My story development process is often triggered by something else than a personal experience. It can be an image, a thought, a sentence, a conversation I overheard in a coffee shop or restaurant, or a real-life person I briefly met. Anything that everyday life offers can create enough curiosity and emotional connection to set me off on the character development journey. From the initial idea, though, anything and everything can happen. During the development, the character can change so much that finding a resemblance to the idea that brought that character to life or finding a connection to my own experience might be tricky.

Writing about characters and stories that don’t come from our personal experiences is what we do. Our stories will come to life with a little bit of innovation and plenty of imagination combined with some solid research.
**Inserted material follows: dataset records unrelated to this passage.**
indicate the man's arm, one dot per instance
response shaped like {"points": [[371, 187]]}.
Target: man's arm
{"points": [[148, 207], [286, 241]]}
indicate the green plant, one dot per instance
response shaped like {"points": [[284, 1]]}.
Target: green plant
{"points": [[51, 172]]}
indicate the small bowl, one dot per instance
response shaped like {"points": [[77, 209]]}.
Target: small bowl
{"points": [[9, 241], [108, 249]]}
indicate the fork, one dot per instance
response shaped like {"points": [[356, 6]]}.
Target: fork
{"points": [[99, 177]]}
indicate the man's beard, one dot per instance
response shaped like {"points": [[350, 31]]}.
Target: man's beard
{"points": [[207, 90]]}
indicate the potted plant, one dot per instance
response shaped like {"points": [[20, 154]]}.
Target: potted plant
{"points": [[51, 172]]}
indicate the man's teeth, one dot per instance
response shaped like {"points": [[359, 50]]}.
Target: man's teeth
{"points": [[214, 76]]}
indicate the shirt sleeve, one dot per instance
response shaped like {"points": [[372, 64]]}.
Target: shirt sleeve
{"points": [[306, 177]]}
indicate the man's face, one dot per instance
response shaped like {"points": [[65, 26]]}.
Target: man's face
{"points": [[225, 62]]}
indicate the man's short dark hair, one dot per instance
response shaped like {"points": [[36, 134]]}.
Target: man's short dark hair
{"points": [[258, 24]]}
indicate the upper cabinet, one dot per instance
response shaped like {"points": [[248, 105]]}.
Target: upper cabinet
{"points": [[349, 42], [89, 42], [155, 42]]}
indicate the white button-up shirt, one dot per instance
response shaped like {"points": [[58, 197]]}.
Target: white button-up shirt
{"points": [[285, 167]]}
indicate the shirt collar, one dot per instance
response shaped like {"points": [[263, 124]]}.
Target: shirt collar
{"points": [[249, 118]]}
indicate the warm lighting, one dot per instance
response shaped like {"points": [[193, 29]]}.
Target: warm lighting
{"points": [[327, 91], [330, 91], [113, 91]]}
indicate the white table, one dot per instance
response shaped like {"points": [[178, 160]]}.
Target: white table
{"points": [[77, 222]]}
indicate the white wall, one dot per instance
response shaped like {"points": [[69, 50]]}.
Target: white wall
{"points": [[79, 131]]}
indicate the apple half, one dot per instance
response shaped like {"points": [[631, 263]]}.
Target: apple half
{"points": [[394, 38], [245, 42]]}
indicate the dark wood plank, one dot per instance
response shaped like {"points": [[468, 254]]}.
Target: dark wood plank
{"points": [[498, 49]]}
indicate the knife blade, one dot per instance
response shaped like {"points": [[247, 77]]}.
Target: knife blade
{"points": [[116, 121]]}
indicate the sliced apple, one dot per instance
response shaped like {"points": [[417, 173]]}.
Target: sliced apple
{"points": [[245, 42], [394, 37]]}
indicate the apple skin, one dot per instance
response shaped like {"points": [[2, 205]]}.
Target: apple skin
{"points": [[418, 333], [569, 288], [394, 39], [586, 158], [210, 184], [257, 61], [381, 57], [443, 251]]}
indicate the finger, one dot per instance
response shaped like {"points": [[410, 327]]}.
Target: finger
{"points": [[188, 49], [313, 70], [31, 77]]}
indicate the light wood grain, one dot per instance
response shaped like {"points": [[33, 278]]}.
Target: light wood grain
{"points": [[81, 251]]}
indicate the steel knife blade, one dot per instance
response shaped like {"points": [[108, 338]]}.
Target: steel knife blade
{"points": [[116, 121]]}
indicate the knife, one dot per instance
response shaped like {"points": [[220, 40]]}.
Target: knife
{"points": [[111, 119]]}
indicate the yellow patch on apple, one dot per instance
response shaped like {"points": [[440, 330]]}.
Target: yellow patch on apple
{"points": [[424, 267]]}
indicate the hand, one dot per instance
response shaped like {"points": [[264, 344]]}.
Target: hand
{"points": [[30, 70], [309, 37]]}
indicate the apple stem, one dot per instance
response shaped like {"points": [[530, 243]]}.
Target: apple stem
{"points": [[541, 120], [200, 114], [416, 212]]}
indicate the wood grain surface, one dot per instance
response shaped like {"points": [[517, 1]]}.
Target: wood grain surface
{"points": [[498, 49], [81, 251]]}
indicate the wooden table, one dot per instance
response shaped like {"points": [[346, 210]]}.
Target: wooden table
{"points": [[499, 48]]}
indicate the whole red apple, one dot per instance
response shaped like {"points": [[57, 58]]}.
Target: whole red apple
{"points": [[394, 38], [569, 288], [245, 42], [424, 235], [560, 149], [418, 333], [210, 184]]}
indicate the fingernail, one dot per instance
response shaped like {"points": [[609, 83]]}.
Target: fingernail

We connect to our writing powers through various sources and walking in our character’s shoes is just one of many ways to connect with our characters. At least, that has been my writing experience.

What about your writing process? Do you need to put yourself in your character’s shoes to develop your character?

 Top Tips

  1. If you have fascinating characters but don’t have a story for them, put them aside and wait for the right story to come your way. I waited over ten years for the right story for Maggie and Patrick to arrive.
  • I often write into my scripts a character that I genuinely hate. A character that is built on cliches and is very unlikable. I call them wooden characters. During the re-writes, I will either get rid of that character altogether or add more substance to them, so they’re more dimensional and relatable than a stick figure they were created to be. Creating a “wooden icky character” allows me to get all the character cliches out of my system.
  • Recently I came to realise that my beginnings aren’t as powerful as I would like. However, permitting myself to write wobbly and clumsy sentences gives me flexibility. It allows my writing to become more impactful right from the start without the weak, long-winded opening. In short, the weakest link must go, which means deleting the beginning of my articles or blogs, if they don’t sit well with the rest of the text.

Recommendations

Seven Psychopaths” is a brilliant film about a struggling screenwriter whose best friend engages him in real-life experiences to unlock his creativity. This film is a perfect example of walking in your character’s shoes. Would I like to be a part of Marty’s experience in real life? Definitely not! Does that make me a less imaginative, creative writer? I don’t think so!